Beau Knapp is terribly in over his head playing Marty. Both character and actor have taken on more than they bargained for. Marty is a compliance officer for a huge corporate bank called Omni. He discovers some stuff that ends up not very convenient for the suits and gets sent into exile to his small home town of Elba. He makes the comparison that a certain short French general was once exiled to a place with the same name and came back to conquer France. It’s no surprise that he doesn’t want to go back to Elba. He’s estranged from his stubborn farmer father, played by Kurt Russell, who I’m sure made a mad dash to his own bank to make sure the deposit cleared before he showed up on the set. His brother (Hemsworth) is suffering from PTSD (another Google search?) and is trying to help his father with a failing potato farm. It’s also no surprise that Marty uncovers some “irregularities” at the local Omni branch having to do with an art gallery. He also reconnects with his high school friend Earl Harris, who owns a small liquor store but has a backroom that looks like it could serve as mission control for the next Mars mission. He uses the setup to track and investigate crypto-currency like bitcoin. Wouldn’t you know it? He finds out Omni might be trying to manipulate and dominate the system, and he helps Marty hack into some restricted files.

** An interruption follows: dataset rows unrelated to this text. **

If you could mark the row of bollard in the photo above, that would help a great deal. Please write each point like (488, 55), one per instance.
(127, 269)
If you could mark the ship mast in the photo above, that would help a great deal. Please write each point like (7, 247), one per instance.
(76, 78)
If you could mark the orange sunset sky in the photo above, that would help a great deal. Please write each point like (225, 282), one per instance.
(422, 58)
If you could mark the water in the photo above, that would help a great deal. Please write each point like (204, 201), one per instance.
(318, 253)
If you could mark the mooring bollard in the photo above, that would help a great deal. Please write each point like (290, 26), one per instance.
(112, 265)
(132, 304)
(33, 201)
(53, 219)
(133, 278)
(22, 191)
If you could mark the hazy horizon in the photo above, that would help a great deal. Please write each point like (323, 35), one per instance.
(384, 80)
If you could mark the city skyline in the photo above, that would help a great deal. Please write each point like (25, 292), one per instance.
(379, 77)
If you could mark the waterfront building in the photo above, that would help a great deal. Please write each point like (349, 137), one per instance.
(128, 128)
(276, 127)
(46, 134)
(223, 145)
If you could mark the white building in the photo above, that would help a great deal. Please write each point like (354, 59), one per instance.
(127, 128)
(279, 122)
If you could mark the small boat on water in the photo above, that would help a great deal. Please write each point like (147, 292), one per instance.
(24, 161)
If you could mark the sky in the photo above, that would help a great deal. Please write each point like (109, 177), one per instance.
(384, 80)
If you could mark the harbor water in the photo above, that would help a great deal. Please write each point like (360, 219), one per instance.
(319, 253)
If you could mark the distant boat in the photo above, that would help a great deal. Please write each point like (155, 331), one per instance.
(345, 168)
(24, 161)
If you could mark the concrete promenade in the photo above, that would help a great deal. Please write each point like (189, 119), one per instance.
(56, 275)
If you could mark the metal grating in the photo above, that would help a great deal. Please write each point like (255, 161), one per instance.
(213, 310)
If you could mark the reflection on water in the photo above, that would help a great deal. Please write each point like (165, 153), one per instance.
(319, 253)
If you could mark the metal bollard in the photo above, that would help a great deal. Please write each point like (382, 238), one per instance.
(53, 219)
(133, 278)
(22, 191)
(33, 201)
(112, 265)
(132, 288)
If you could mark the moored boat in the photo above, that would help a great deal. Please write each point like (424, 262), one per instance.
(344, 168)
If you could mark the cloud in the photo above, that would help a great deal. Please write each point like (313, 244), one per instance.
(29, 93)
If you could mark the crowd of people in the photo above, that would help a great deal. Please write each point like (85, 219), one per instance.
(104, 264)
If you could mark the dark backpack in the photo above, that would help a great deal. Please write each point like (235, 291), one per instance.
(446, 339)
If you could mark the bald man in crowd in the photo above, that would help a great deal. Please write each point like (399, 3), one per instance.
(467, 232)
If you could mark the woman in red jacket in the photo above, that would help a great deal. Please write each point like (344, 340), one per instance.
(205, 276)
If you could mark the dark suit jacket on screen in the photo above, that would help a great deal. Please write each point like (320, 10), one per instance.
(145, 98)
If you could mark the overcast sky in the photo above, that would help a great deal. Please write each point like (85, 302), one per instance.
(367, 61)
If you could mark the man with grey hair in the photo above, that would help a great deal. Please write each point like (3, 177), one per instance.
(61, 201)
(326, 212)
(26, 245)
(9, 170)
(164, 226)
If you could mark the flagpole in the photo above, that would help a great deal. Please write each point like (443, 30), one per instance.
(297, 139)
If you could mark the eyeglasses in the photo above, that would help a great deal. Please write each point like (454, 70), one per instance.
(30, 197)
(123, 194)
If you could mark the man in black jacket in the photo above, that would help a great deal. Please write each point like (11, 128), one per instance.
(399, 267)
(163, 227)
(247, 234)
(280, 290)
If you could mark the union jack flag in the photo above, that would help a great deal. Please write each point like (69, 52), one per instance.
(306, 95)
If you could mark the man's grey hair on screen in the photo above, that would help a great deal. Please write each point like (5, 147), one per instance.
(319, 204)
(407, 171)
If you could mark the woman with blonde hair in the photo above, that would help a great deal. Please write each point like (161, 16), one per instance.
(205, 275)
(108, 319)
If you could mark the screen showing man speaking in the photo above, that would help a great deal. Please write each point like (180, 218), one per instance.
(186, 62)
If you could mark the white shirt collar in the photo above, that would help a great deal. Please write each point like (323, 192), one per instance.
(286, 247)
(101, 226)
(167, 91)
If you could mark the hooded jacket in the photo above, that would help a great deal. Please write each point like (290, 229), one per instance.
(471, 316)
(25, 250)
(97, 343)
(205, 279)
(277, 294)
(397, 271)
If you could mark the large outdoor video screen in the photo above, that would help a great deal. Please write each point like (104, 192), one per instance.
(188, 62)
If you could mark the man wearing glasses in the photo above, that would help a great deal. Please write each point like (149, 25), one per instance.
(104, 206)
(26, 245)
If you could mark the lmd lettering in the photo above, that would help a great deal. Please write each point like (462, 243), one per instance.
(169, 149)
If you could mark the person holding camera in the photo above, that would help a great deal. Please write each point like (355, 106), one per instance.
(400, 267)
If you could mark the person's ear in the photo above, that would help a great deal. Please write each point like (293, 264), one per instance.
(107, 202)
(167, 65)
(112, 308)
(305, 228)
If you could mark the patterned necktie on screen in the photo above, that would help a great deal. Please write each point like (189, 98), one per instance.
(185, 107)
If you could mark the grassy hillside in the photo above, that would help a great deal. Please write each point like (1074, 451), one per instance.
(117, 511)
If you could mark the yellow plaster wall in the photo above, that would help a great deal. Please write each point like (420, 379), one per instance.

The investigation continues, but we never really see Marty investigate anything. He asks questions, and then these folks get paid a visit by a Russian hit man who kills them with poison and some really odd lullabies. Because these “witnesses” are killed after simple questions, like Marty, we never actually learn what it is they know. So Marty spends a lot of time brooding while the case pretty much happens around him. He gets his revenge on Omni and a lot of people dead. The film’s not really about crypto-currency. That serves as a kind of McGuffin at best. So what was Crpto really about? I’ve seen the film. Listened to the director and writers talk about the film. I even watched a behind-the-scenes feature, and I still have no idea.
I said that Beau Knapp was in over his head. His acting issues here relate to being consistent. He plays this quiet, almost-savant character with a particular way of speaking. The problem is that Knapp can’t seem to stay in character for more than a few minutes at a time. You’ll find his speech patterns and body language are all over the place. He literally mumbles for most of the film and delivers a performance that is quite painful to watch. Actors like Kurt Russell, Luke Hemsworth, and even Jill Hennessey are obviously in it for the quick shoot and easy paycheck. None of them look comfortable here, and that’s most notably true of Russell, who literally looks annoyed that he’s playing this part.
The film simply meanders through these catchwords and phrases and never has a compelling moment. It’s the kind of film that makes you feel like you’re struggling to get to the end and doubtful that you’ll ever actually make it. It’s “The kind you have to suck on for a little bit or it gets stuck between your teeth. You know what I mean?”